製販直結等流通経路の短縮化のなかで卸売業はその存在意義を問われ、再編統合や淘汰の波にさらされている。特に、生産者・卸売業者と小売業者の間に立つ消費財卸売業者においては、再編統合や淘汰が著しく、同業者との差別化が求められる。そこで、「中小消費財卸売業者」が、いかにして差別化・高附加価値化を実現すべきかを分析・考察したのは「中小卸売業における新たな事業展開」と題した中小企業金融公庫のレポートだ。
レポートは、まず卸売業を概観して、1)2002年の事業所数は1991年対比で▲20.3%、同年間消費販売額は▲27.9%とともに大幅に減少、2)小売業を販売先とする卸売業では品揃えの多様化、物流の強化を狙い企業規模の拡大を続けている、3)大手卸売業者と中小卸売業者との業況の格差が拡大し、中小卸売業者のなかでも、事業環境の変化への対応の成否で格差が広がっている、と分析している。
また、小売業を概観して、1)製造業と小売業の直結、流通経路の中抜き・短縮化が進展、2)専門店・中心店・その他の小売店を中心に廃業・店舗の閉鎖・統合から事業所数・年間販売額が減少する一方、専門スーパー、コンビニ等では双方とも増加、3)市場ニーズの多様化・細分化からドラッグストア、ワンプライスショップ等小売業態の多様化が進展し、それに伴い商品仕入や物流の強化・効率化が図られていると分析している。
次にレポートは、事業環境が著しく変化するなかで、企業間連携を活用して事業基盤の強化を実現している15社の中小消費卸売業者の具体的な取組みについて分析。その結果、事例企業の取組みをみると、「事業領域の拡大」及び「事業の深耕・効率化」といった事業展開を「垂直展開」及び「水平展開・卸売機能内展開」によりバランスよく行われていることがわかると指摘している。

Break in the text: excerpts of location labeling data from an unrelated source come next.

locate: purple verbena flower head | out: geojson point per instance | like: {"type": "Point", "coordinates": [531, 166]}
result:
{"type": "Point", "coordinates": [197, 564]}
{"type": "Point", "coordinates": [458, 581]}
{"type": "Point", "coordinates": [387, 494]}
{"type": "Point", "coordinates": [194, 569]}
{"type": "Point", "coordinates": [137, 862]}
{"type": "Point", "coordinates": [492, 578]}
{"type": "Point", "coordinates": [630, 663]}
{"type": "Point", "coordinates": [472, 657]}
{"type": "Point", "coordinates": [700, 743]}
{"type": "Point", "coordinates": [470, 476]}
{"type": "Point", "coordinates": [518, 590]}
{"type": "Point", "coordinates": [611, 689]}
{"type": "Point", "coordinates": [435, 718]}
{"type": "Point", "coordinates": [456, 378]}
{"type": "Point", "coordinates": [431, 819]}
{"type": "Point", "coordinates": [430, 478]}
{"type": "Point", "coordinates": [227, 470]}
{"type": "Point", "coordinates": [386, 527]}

こうした分析・考察を踏まえ、円滑な連携が行われるための課題として、1)連携の目的と戦略的方向性が明確なこと、2)連携企業間に強い信頼関係を醸成・構築すること、3)単なるコスト削減や効率化ではなく、附加価値創造を目指していること、4)リテールサポート、物流等の効率化には、情報ネットワークの整備が不可欠、5)人材育成と教育投資による専門能力の向上、の5つを挙げている。